New Implant Helps Cartilage Grow

Engineers at MIT and researchers at the University of Cambridge designed a new resorbable, porous implant for joint surfaces. Chondromimetic is an implant with a two layer scaffolding that encourages the body’s natural healing process. The implant stimulates the repair of damaged joint surfaces caused by degenerative processes, such as osteoarthritis. Chondromimetic contains collagen, glycosaminoglycans and calcium phosphate which are biocompatible materials normally found in cartilage and bone. The implant has a two layer scaffold which provides a framework to allow cells to migrate in and around and start the regeneration process. One layer of the scaffold mimics bone and the other layer mimic cartilage and they can stimulate stem cells in the bone marrow to produce new bone and cartilage. The dual layer scaffold resembles the cartilage and bone layers in a normal joint and this makes it unique and perfect for joint surfaces.

Arthritis is the inflammation and swelling of the joint tissues and associated deterioration of the cartilage and osteoarthritis is the breakdown of the cartilage within the joint. Healthy joint cartilage helps with shock absorption and allows the bones to glide smoothly over each other. When the cartilage deteriorates, the underlying bone is exposed which causes painful and limited joint movement.
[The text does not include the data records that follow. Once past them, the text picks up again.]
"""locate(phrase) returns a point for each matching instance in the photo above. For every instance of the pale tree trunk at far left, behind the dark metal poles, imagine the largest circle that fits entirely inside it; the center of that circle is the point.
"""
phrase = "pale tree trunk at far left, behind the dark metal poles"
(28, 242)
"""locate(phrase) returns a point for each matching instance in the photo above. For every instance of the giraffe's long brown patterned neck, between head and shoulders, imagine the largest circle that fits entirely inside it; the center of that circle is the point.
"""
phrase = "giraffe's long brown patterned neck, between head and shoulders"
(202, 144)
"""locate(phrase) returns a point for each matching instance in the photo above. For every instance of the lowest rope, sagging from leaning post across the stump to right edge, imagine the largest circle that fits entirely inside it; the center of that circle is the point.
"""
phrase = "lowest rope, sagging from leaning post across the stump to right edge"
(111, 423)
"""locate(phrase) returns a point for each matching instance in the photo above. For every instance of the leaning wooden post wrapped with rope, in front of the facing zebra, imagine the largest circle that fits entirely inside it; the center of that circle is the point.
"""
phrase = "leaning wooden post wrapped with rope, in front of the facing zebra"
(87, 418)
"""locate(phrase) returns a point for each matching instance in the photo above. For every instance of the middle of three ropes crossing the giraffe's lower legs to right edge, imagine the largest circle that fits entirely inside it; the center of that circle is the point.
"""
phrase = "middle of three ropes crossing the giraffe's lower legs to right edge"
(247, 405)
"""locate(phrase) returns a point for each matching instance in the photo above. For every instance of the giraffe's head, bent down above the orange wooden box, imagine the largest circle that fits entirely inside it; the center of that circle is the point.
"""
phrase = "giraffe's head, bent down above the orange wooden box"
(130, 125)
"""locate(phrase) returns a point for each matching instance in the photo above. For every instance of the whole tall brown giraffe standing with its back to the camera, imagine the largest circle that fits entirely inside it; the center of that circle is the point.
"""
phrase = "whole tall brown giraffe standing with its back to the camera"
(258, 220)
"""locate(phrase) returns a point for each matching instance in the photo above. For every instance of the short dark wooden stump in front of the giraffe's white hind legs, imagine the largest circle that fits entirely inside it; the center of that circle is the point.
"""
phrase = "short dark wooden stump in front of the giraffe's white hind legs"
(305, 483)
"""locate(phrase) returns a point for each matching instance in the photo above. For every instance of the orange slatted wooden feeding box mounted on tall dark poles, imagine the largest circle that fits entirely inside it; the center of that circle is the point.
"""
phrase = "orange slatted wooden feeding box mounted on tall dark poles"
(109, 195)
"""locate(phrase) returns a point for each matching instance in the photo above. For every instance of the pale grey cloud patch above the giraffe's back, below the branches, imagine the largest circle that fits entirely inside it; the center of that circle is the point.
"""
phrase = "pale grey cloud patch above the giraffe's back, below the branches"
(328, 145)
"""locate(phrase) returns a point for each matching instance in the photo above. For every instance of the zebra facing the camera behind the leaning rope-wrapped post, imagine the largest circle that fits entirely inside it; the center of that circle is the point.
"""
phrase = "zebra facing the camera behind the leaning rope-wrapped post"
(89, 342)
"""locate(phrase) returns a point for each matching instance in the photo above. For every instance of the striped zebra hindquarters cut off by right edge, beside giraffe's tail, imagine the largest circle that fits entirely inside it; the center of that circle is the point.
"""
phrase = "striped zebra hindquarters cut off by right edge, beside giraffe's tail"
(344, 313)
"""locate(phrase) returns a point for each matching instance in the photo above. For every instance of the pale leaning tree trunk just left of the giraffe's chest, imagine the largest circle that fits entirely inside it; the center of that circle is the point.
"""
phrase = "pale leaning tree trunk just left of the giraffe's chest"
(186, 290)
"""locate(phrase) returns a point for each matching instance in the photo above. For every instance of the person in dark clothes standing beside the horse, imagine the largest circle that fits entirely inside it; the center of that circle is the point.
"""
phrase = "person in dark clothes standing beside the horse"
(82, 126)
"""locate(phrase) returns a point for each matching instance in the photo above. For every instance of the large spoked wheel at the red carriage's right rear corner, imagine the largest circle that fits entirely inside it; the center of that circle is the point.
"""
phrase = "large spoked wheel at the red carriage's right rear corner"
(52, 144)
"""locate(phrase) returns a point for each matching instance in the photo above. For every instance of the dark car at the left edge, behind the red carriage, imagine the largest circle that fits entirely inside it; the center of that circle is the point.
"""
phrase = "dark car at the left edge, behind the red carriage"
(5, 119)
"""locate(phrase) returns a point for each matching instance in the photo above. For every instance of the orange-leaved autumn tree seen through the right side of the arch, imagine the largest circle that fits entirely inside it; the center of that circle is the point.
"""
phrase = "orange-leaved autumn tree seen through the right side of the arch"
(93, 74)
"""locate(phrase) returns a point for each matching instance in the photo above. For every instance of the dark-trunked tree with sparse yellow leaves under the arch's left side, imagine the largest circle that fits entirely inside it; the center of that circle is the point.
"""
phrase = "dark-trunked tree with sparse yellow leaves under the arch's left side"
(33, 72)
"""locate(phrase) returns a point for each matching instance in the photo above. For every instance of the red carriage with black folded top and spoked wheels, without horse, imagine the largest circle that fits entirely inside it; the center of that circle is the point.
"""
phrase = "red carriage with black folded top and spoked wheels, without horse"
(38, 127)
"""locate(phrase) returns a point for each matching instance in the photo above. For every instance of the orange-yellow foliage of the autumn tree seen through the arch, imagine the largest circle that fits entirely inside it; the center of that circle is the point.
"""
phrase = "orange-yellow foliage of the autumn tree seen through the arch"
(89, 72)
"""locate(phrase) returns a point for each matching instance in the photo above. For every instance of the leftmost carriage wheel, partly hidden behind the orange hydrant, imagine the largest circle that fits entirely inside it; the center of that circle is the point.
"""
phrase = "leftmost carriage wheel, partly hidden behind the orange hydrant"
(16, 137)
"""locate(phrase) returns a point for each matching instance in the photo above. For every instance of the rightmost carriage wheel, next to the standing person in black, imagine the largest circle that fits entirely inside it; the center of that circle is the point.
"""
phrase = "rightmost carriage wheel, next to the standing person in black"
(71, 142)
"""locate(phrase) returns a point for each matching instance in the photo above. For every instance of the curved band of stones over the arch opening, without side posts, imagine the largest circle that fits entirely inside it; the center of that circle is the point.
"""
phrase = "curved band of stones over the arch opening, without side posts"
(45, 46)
There is no current treatment for osteoarthritis that will replace the cartilage. There are conservative therapies for managing the pain and accommodating the joint. There are medications, such as ibuprofen, which can manage the pain and discomfort. Surgical procedures are limited. Some current procedures involve drilling the deteriorated joint surface to encourage new cartilage growth. There are some cartilage implants which can be placed within the joint and have some success. When the arthritis becomes severe and the pain is limiting, many joints are replaced. In the foot, the great toe joint is the most commonly affected by osteoarthritis. Joint fusion, placing two bones together with screws and removing the remaining cartilage, is a common procedure for severe osteoarthritis.

The Chondromimetic implant is an novel approach and current research is encouraging, but further evidence is needed to establish the safety and effectiveness.